Compilations / Mixes
Lionel Weets: Stellar Orchestra
Stellar Orchestra sees Belgium techno producer Lionel Weets following his scene-setting Alien Opera / Through the Universe single with an eighty-four-minute debut album. That Weets, who at one time released tribal techno under the MGMX alias, been heavily influenced by Detroit techno is evident the moment the album's opening track rolls out its irresistibly exuberant swing and Motor City strings. Packed with melodic and rhythmic detail, a typical Stellar Orchestra track is a multi-layered and intricately designed affair wherein beats chug with single-minded purpose and a bold panorama of vocals, strings, and synths swirls overhead—minimal it ain't.
“The Other Life” brings Weets' soulful house sound into clear focus with crisp hi-hats, chunky chords, and synths ushering in the cut and bubbly melodies the effervescent cherry on top. As forceful if rather more melancholic in tone is “Don't Follow Me, I Am Lost,” which derives its epic thrust from insistent house chords and equally insistent strings. The cuts that follow perpetuate the general headrush style of the openers, with each one powered by a metronomically thumping 4/4 pulse and packed with all manner of ornate detail, synthetic and otherwise. Certain cuts do stand out: the rollicking, high-energy swing of “Alien Opera” is well-nigh impossible to resist, as is “The Night Is Ours,” whose jacking techno-funk groove Weets greases up with organ soloing. In addition, the thunderous, low-end pulse driving “Rise of the Dragons” is a wonder to behold, and there's also no denying the jazzy house jubilation and electro-soul that give “Through the Universe” and “Different Ways to Paradise” such impact.

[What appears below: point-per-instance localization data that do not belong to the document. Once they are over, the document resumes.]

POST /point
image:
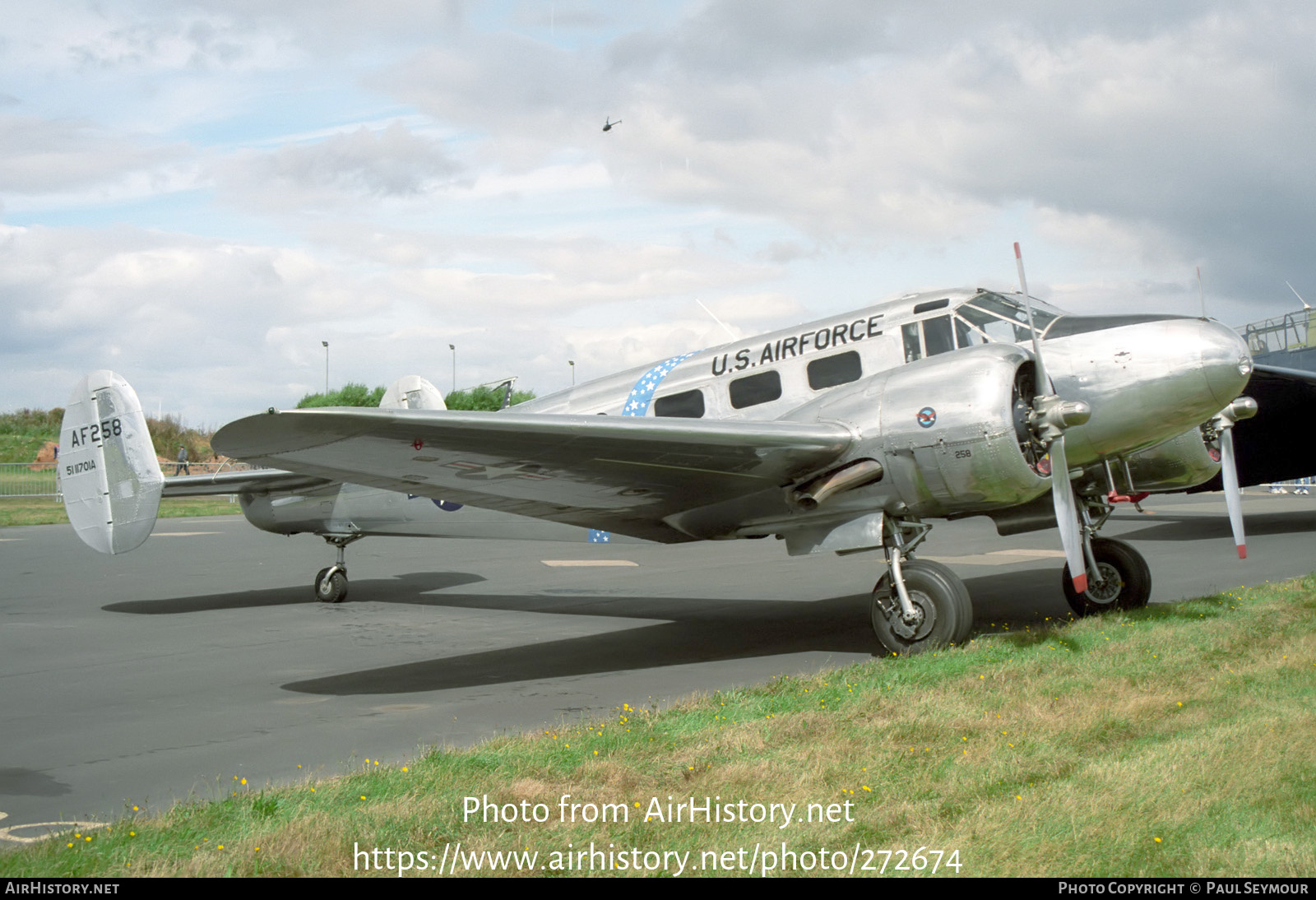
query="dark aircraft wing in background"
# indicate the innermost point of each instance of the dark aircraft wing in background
(1280, 443)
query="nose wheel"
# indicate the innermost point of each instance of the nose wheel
(331, 584)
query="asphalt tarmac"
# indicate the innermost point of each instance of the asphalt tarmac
(174, 671)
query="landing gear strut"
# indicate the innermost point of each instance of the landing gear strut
(331, 584)
(1118, 575)
(918, 604)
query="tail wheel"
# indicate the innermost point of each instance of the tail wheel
(331, 587)
(944, 612)
(1124, 581)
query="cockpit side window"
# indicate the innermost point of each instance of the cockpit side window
(966, 336)
(912, 345)
(938, 336)
(997, 329)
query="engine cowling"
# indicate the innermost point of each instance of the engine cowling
(951, 432)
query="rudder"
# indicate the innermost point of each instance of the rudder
(109, 471)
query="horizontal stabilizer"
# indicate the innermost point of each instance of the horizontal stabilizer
(109, 472)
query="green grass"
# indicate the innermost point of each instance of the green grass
(49, 511)
(1175, 741)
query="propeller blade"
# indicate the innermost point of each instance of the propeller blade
(1066, 515)
(1234, 496)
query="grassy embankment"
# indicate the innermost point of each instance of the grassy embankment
(1179, 740)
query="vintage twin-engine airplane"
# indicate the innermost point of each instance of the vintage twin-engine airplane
(837, 436)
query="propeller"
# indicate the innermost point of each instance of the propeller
(1223, 427)
(1050, 417)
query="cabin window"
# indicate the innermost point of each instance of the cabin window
(688, 404)
(931, 304)
(753, 390)
(829, 371)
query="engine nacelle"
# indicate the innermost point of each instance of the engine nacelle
(1175, 465)
(951, 430)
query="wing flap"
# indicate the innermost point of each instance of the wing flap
(623, 474)
(240, 482)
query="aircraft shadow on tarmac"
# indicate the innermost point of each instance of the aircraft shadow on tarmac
(694, 629)
(1216, 528)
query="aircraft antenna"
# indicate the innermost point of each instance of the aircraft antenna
(1043, 384)
(730, 332)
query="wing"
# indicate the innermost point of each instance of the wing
(620, 474)
(1280, 443)
(257, 482)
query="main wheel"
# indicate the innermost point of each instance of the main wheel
(944, 612)
(1125, 581)
(332, 588)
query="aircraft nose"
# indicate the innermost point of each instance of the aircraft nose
(1226, 362)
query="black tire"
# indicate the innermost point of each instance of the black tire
(332, 590)
(1128, 583)
(938, 594)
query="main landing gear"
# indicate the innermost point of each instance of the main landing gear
(918, 604)
(1118, 575)
(331, 584)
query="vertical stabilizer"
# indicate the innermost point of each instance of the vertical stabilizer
(109, 471)
(412, 392)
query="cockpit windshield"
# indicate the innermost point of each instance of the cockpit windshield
(1003, 318)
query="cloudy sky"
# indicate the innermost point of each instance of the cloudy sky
(197, 193)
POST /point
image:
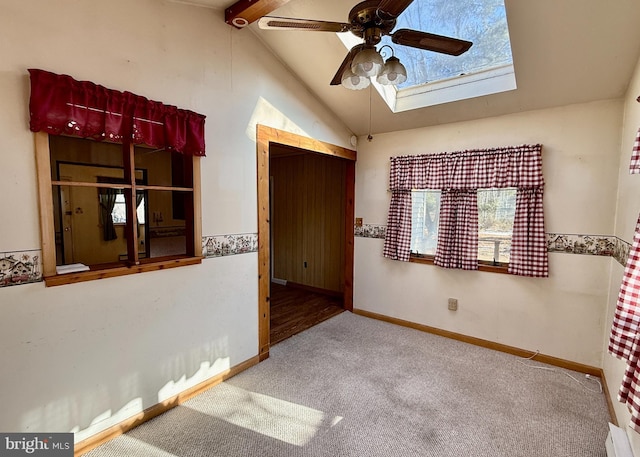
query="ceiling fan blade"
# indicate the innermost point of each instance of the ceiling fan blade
(286, 23)
(391, 9)
(346, 63)
(431, 42)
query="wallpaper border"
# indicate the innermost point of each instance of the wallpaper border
(601, 245)
(25, 266)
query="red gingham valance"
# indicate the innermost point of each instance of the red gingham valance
(513, 166)
(624, 339)
(61, 105)
(459, 175)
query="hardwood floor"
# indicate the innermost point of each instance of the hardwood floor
(294, 309)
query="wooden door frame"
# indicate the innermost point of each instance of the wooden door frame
(264, 137)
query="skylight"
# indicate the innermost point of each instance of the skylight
(434, 78)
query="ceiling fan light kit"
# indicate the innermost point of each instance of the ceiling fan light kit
(367, 62)
(371, 20)
(393, 72)
(354, 82)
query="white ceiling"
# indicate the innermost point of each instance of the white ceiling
(564, 52)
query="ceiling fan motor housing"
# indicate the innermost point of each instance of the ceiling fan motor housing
(367, 24)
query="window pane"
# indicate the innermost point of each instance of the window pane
(482, 22)
(119, 213)
(164, 168)
(68, 155)
(166, 234)
(425, 216)
(496, 211)
(82, 232)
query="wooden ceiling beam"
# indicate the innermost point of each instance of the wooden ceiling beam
(244, 12)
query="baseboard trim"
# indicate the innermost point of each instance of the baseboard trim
(555, 361)
(110, 433)
(605, 390)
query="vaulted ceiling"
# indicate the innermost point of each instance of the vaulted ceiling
(564, 52)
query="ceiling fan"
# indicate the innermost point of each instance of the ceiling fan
(371, 20)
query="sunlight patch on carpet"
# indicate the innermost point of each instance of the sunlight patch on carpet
(282, 420)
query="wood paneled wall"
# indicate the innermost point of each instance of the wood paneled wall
(308, 218)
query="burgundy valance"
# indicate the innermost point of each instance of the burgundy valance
(61, 105)
(511, 166)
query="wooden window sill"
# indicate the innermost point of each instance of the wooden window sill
(503, 269)
(106, 271)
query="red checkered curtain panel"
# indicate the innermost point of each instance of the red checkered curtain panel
(458, 230)
(624, 339)
(529, 241)
(459, 175)
(634, 167)
(397, 241)
(60, 105)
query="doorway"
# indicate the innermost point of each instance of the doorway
(268, 140)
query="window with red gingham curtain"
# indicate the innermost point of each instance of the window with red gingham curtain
(624, 339)
(458, 175)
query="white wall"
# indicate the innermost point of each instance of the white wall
(82, 357)
(562, 315)
(626, 217)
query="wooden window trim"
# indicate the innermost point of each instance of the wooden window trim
(502, 268)
(47, 227)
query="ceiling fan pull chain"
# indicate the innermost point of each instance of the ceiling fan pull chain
(369, 137)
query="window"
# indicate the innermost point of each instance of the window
(515, 170)
(434, 78)
(119, 213)
(126, 203)
(91, 203)
(496, 212)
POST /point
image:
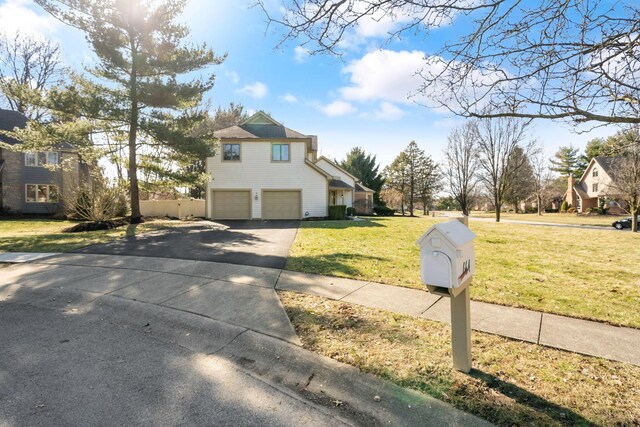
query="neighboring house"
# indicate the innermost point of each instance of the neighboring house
(594, 186)
(33, 183)
(264, 170)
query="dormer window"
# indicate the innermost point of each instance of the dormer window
(280, 152)
(41, 158)
(231, 152)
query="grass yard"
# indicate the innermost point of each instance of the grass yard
(591, 274)
(556, 218)
(44, 235)
(512, 383)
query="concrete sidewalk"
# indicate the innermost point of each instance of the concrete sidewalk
(226, 314)
(202, 287)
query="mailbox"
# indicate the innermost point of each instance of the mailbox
(447, 257)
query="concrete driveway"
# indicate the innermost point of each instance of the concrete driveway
(256, 243)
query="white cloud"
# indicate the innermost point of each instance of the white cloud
(17, 16)
(338, 108)
(256, 90)
(300, 54)
(290, 98)
(384, 75)
(388, 111)
(233, 76)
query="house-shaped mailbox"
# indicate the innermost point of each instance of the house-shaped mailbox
(447, 258)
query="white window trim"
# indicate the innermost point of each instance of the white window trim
(47, 153)
(48, 196)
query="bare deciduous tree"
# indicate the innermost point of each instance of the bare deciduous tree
(462, 164)
(543, 180)
(27, 67)
(498, 140)
(575, 59)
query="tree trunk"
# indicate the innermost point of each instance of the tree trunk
(134, 192)
(539, 202)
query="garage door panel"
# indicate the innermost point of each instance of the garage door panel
(231, 204)
(281, 205)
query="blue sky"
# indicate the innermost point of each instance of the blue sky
(357, 100)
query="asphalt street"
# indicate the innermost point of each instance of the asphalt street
(73, 369)
(255, 243)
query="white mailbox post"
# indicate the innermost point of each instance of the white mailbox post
(447, 263)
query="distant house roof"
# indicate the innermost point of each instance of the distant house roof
(581, 193)
(8, 121)
(260, 126)
(362, 189)
(609, 164)
(339, 184)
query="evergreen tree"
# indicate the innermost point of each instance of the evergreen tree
(136, 86)
(567, 162)
(364, 167)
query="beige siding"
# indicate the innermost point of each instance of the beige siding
(343, 197)
(257, 172)
(231, 204)
(281, 204)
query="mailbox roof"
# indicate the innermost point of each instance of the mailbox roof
(454, 231)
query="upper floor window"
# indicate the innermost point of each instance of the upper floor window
(41, 158)
(280, 152)
(231, 152)
(41, 193)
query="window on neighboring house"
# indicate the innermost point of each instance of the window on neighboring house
(41, 158)
(41, 193)
(280, 152)
(231, 152)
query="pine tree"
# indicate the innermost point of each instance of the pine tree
(135, 88)
(363, 166)
(567, 162)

The quality level is high throughout, and the album can't be faulted on production grounds either. But with all but three of its eleven cuts falling in the seven-minute area, Stellar Orchestra is long and threatens to try the listener's patience when so much of it adheres to a similar tempo and stylistic approach. As good as it is, it's an album that would probably be more effective as a sixty-minute version featuring its eight best tracks.